Foto: Hauke-Christian Dittrich, dpa

Und der Täter, zeigt er Reue? Im Prozess war dies kaum der Fall, eher stellte er sich selber als Opfer dar. Der Richter bescheinigte ihm in der Urteilsbegründung großes Selbstmitleid.

Der Täter schreibt Vanessa Briefe aus der Haft

Daniel F. sitzt im Gefängnis in Hannover. Sein Verteidiger Max Marc Malpricht hat ein Revisionsgesuch eingereicht. Er möchte, dass die Haftzeit kürzer ausfällt. Der Bundesgerichtshof hat darüber noch nicht entschieden.

"Er schreibt mir Briefe, von wegen er liebt mich noch", sagt Vanessa über ihren Ex-Freund. "Er schreibt die Briefe nicht in dem Sinn, es tut mir leid, dass ich dir das angetan habe, sondern als ob wir einen Autounfall hatten. Nach dem Motto: "Wir müssen da jetzt durch"." Der Anwalt sagt, von den Briefen wisse er nichts.

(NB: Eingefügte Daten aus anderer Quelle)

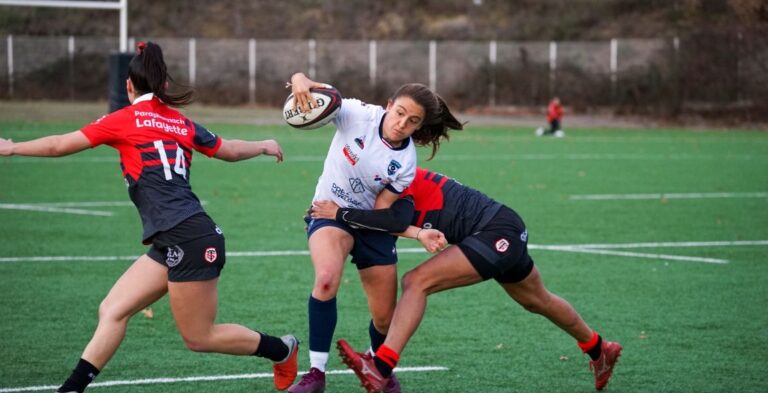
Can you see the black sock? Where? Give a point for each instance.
(384, 368)
(272, 348)
(83, 374)
(377, 338)
(597, 350)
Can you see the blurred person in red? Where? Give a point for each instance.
(554, 118)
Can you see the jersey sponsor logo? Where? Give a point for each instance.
(210, 255)
(357, 185)
(382, 181)
(393, 167)
(174, 256)
(154, 123)
(351, 156)
(345, 196)
(502, 245)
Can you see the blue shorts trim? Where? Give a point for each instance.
(371, 248)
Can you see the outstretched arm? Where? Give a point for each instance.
(236, 150)
(49, 146)
(302, 97)
(394, 219)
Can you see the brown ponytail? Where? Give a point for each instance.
(438, 118)
(149, 74)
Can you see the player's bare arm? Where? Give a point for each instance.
(49, 146)
(237, 150)
(300, 85)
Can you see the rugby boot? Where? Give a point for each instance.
(363, 366)
(393, 385)
(603, 366)
(284, 372)
(311, 382)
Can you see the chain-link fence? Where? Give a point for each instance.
(660, 76)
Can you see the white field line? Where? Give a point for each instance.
(667, 244)
(445, 157)
(155, 381)
(591, 248)
(693, 195)
(53, 209)
(584, 250)
(70, 207)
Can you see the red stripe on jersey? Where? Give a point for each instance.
(427, 192)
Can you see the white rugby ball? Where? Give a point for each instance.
(327, 102)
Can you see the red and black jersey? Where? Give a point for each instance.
(155, 144)
(449, 206)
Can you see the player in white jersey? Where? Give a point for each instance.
(360, 163)
(372, 159)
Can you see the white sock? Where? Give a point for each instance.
(318, 360)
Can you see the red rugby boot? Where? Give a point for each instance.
(363, 366)
(603, 366)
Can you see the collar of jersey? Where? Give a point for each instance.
(145, 97)
(381, 136)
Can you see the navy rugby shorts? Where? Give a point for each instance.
(372, 248)
(198, 259)
(500, 249)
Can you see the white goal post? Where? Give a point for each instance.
(121, 5)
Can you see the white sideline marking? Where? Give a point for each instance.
(443, 157)
(669, 244)
(53, 209)
(694, 195)
(585, 248)
(154, 381)
(69, 207)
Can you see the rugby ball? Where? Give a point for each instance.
(327, 102)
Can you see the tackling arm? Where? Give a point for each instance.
(394, 219)
(236, 150)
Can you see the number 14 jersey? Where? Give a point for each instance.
(155, 144)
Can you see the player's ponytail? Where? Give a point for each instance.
(149, 74)
(438, 118)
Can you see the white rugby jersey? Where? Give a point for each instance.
(360, 163)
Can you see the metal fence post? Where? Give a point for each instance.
(372, 63)
(433, 65)
(614, 67)
(71, 58)
(492, 72)
(552, 68)
(9, 48)
(192, 61)
(252, 71)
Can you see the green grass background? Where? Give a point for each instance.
(685, 326)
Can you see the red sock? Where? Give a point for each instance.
(586, 346)
(592, 347)
(386, 359)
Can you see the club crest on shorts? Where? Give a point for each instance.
(174, 256)
(502, 245)
(210, 255)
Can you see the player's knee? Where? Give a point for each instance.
(536, 303)
(326, 285)
(381, 322)
(415, 281)
(110, 312)
(196, 344)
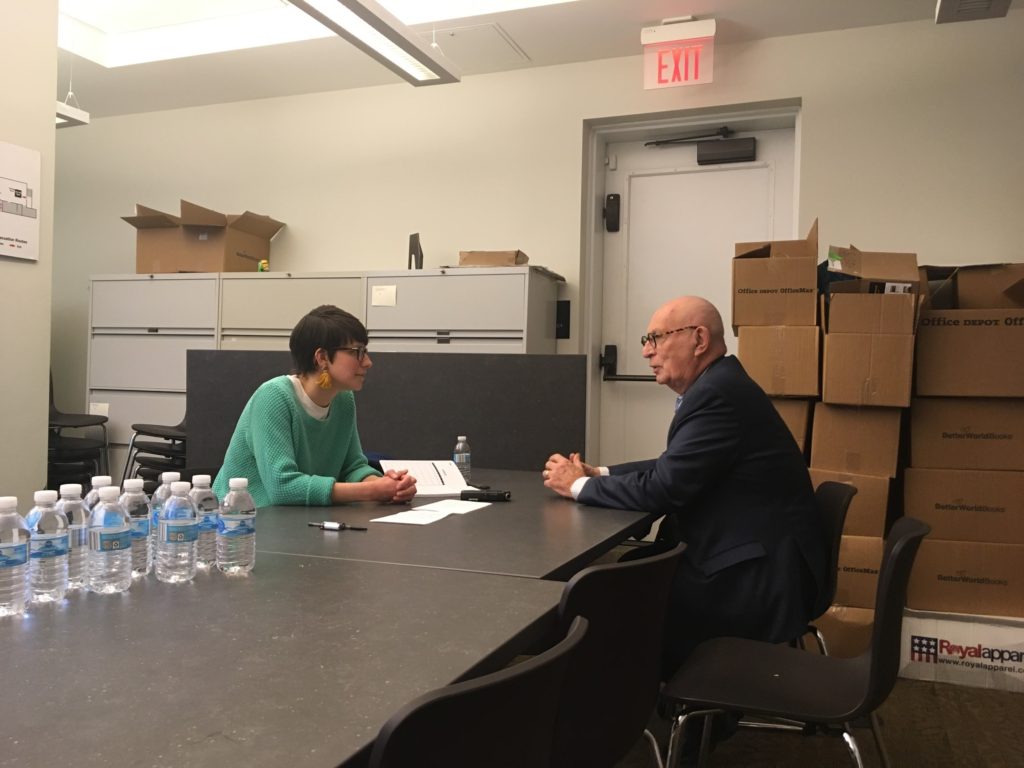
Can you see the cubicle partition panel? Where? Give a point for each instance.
(515, 409)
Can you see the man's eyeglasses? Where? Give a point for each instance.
(653, 336)
(359, 352)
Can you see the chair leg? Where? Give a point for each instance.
(652, 742)
(851, 745)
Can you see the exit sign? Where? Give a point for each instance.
(681, 53)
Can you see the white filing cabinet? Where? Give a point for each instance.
(259, 310)
(463, 309)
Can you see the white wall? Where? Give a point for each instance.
(27, 120)
(908, 141)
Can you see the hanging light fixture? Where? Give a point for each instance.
(369, 27)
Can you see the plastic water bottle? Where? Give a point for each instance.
(48, 549)
(177, 536)
(137, 506)
(462, 457)
(207, 507)
(161, 495)
(110, 544)
(237, 529)
(78, 534)
(93, 496)
(13, 557)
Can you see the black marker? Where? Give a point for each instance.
(329, 525)
(485, 496)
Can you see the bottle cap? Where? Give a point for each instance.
(45, 497)
(109, 494)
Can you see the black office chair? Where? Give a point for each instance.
(832, 500)
(502, 720)
(812, 691)
(611, 685)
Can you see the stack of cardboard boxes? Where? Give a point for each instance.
(967, 479)
(775, 315)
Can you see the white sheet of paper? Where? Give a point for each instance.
(413, 517)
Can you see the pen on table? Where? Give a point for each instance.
(329, 525)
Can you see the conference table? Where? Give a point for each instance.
(304, 659)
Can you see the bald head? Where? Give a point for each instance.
(696, 340)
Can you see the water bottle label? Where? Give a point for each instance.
(13, 554)
(236, 526)
(48, 545)
(178, 532)
(78, 537)
(110, 540)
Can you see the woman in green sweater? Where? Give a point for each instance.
(296, 439)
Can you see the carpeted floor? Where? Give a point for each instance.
(923, 724)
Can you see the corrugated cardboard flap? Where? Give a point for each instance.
(194, 215)
(151, 218)
(254, 223)
(806, 249)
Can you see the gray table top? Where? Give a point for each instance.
(537, 535)
(299, 664)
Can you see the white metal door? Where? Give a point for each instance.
(679, 224)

Vanessas größter Wunsch ist, dass ihr Ex-Freund sie vergisst. Besonders vor Operationen, deren Narkosen sie schlecht verträgt, kommen Hassgefühle in ihr auf. "Ich sitze dann in meinem Zimmer und denke, er hat zwar Gitter davor, aber ich kann jetzt auch nicht einfach rausstiefeln und sagen, ich gehe jetzt shoppen. Er hat mich mit eingesperrt - und wenn es nur in meiner eigenen Haut ist."

Im Krankenhaus plagte Vanessa die Angst, nie wieder einen Mann abzukriegen, alleine zu sterben. Doch dann lernte sie schon in der Reha einen jungen Mann kennen, weitere Flirts folgten.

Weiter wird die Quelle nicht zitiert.